The nvidia-smi command is a utility provided by NVIDIA to query and display information about your NVIDIA GPU(s) (Graphics Processing Unit). This includes things like:

GPU model and name
Driver version
GPU utilization
Memory usage
Temperature
Power consumption
Processes running on the GPU

In [None]:
!nvidia-smi

In [None]:
import textwrap

def wrap_text(text, width=90): #preserve_newlines
    # Split the input text into lines based on newline characters
    lines = text.split('\n')

    # Wrap each line individually
    wrapped_lines = [textwrap.fill(line, width=width) for line in lines]

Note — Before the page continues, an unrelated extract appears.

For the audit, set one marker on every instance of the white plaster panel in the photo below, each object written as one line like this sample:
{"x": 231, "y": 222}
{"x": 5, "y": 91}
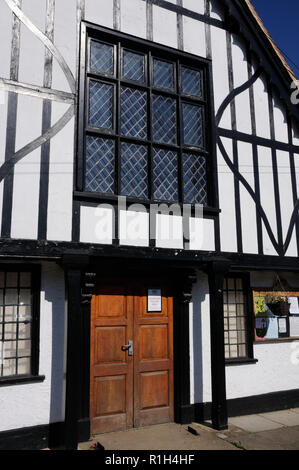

    # Join the wrapped lines back together using newline characters
    wrapped_text = '\n'.join(wrapped_lines)

    return wrapped_text

In [None]:
!pip install autoawq
from awq import AutoAWQForCausalLM
from transformers import AutoTokenizer

In [None]:
from typing import Tuple, Optional, Union, Dict, Any
from transformers import PreTrainedModel, AutoModel, AutoTokenizer, AutoConfig
from transformers.tokenization_utils_base import PreTrainedTokenizerBase

In [None]:
from google.colab import drive
drive.mount('/content/drive')
data_dir = '/content/drive/MyDrive' # Input a data dir path from your mounted Google Drive

In [None]:
!pip install --upgrade autoawq transformers

In [None]:
quant_path = f"/{data_dir}/LLMs/Mistral/Mistral-Small-24B-Instruct-2501"

In [None]:
local_model_path = quant_path
local_tokenizer = AutoTokenizer.from_pretrained(quant_path)
local_model = AutoAWQForCausalLM.from_pretrained(quant_path, low_cpu_mem_usage=True)

In [None]:
import torch
device = 'cuda' if torch.cuda.is_available() else 'cpu'
local_model.to(device)

In [None]:
import requests
import json
# Replace with your actual access token
from google.colab import userdata
GRAPH_TOKEN = userdata.get('GRAPH_TOKEN')
access_token = GRAPH_TOKEN

url = "https://graph.microsoft.com/beta/copilot/retrieval"

headers = {
  "Authorization": f"Bearer {access_token}",
  "Content-Type": "application/json"
}

request_body = {
  "queryString": "Please get me information about how many EYI MyDocs workspaces contains document about Netherlands workspace",
  "dataSource": "sharePoint",
  "resourceMetadata": [
    "title",
    "author"
  ],
  "maximumNumberOfResults": "10"
}

response = requests.post(url, headers=headers, data=json.dumps(request_body))

if response.status_code == 200:
  data = response.json()
  print("API Call Successful:")
  print(json.dumps(data, indent=2))
else:
  print(f"API Call Failed with status code: {response.status_code}")
  #print(response.text)

In [None]:
if response.status_code == 200:
  data = response.json()
  print("API Call Successful:")

  # Rerank the results based on relevance score
  if "retrievalHits" in data:
    reranked_hits = sorted(data["retrievalHits"], key=lambda x: x.get("relevanceScore", 0), reverse=True)
    data["retrievalHits"] = reranked_hits
    print("Results reranked by relevance score.")

  print(json.dumps(data, indent=2))
else:
  print(f"API Call Failed with status code: {response.status_code}")
  #print(response.text)

local_model.to(device) moves all the model's parameters and buffers to the specified device (in this case, device, which is set to 'cuda' if a GPU is available). Deep learning models often have a large number of parameters and require significant computational power. GPUs are designed for parallel processing and can significantly speed up the training and inference of deep learning models. By moving the model to the GPU, you leverage its computational capabilities for faster execution.